Increasing values of environmental risk score, polygenic risk score linked to increasing relative risks for early-onset CRC
THURSDAY, Feb. 3, 2022 (HealthDay News) — A model incorporating lifestyle and genetic factors can predict the risk for early-onset colorectal cancer (CRC), according to a study published online Jan. 13 in the Journal of the National Cancer Institute.
Alexi N. Archambault, Ph.D., M.P.H., from the New York University School of Medicine in New York City, and colleagues developed risk prediction models for early-onset CRC incorporating an environmental risk score (ERS), which included 16 lifestyle and environmental factors, and a polygenic risk score (PRS), comprising 141 variants. The risks for early-onset CRC were assessed in 3,486 cases and 3,890 controls aged younger than 50 years.
The researchers found that increasing ERS and PRS values were associated with increasing relative risks for early-onset CRC (odds ratios per standard deviation of ERS and PRS, 1.14 and 1.59, respectively); both contributed to case-control discrimination (area under the curve, 0.631). Among those scoring at the 90th percentile for both risk scores, an excess of 26 and 21 cases would be expected per 10,000 men and women, respectively, based on absolute risks.
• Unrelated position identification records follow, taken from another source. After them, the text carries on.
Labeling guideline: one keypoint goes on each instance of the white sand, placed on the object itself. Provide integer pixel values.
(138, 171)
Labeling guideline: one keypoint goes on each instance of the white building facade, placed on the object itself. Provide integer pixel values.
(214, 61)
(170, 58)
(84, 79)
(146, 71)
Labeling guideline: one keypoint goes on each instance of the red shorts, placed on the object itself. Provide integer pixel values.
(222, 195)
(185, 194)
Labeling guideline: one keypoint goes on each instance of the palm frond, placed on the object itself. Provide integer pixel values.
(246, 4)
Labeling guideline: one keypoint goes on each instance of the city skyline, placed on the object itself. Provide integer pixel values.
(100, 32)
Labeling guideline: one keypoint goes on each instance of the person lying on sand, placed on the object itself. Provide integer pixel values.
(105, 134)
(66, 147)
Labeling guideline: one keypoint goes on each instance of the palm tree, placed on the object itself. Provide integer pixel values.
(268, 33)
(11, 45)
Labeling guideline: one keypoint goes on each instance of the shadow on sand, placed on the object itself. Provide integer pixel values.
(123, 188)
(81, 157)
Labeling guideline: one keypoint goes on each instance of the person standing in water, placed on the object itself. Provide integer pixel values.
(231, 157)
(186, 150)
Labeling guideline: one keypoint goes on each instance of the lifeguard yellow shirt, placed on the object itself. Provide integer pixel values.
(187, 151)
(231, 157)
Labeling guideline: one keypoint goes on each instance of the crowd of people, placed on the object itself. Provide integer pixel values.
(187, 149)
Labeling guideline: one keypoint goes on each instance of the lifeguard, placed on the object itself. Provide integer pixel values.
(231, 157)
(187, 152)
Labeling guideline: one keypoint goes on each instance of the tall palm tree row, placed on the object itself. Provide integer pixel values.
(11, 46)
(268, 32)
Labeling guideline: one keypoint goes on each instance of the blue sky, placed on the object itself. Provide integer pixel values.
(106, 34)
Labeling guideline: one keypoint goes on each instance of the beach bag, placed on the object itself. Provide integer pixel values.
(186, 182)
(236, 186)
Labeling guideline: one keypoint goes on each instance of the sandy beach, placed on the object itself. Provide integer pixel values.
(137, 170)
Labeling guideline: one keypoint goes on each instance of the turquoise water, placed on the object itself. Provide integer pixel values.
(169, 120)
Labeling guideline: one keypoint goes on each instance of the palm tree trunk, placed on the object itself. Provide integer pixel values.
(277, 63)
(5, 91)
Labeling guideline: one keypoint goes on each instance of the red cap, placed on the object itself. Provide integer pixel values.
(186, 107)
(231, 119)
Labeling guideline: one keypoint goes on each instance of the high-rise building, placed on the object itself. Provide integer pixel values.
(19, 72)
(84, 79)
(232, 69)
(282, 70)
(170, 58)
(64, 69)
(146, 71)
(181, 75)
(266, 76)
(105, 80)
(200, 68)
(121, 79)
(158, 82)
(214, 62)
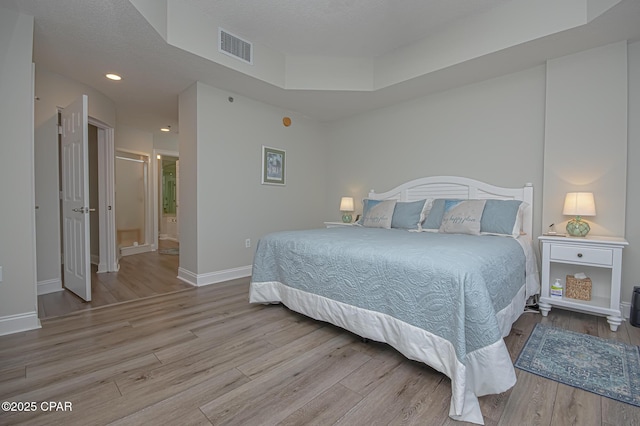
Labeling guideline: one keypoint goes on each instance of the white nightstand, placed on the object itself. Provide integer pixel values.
(337, 224)
(600, 258)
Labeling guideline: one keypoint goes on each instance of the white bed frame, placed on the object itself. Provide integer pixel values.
(460, 188)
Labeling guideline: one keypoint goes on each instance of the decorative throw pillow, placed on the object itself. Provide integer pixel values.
(378, 215)
(410, 215)
(434, 217)
(462, 217)
(502, 217)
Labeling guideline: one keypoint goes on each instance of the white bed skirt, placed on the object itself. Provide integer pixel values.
(488, 370)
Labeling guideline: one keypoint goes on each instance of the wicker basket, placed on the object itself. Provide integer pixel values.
(577, 288)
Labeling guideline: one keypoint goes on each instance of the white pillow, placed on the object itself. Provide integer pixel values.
(379, 215)
(462, 217)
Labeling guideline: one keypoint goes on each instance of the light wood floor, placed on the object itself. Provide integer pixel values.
(207, 356)
(141, 275)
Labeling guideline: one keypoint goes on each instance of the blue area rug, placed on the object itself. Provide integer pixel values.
(604, 367)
“Our ultimate goal is to have a predictive test for all people to gauge when they, based on their own genetic and personal health factors, need to start routine screening for colorectal cancer,” a coauthor said in a statement. “Physicians, ideally, need a tool that can be used long before early warning signs appear, such as abdominal pain, low blood counts, and rectal bleeding.”